| HN Mirror

This is false. The distinction I was making is very real. The "initial models" you are talking about are small and weak, nowhere near as robust or powerful as the models trained and used by Google/Microsoft/etc on their own servers. State of the art neural networks based recognizers need serious hardware for training, orders of magnitudes more than what is available in smart phones/personal commodity hardware (unless it's massively clustered and distributed).

Secondly, the trained model itself is very big just for storage, and inference against the model is also resource intensive. This is why Android/Google maps/search/etc go out to the google's backend recognition servers for speech to text before falling back on the shitty (but relatively good) offline inline model (that may not even be using state of the art speech recognition techniques and may be using old school GMM based recognizers).

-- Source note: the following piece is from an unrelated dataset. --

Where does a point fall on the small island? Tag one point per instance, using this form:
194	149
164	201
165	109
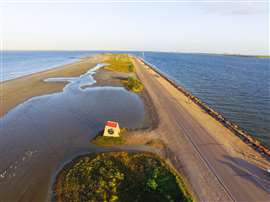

Finally, the large models trained on the backend servers using their distributed computing infrastructure are extremely more accurate than the shitty fallback model, so speaker dependent adaptations aren't necessary. If you can get very very good performance from a speaker independent model, why would you put the extra effort to make speaker dependent adaptations if the gain is very marginal? Not to mention the fact that speaker independent models are more useful in more situations and are extremely powerful. Google for instance can caption videos automatically using speech recognition, which is amazing. If the models were speaker dependent they wouldn't be able to do that. That's why the focus has been so much towards speaker independent models.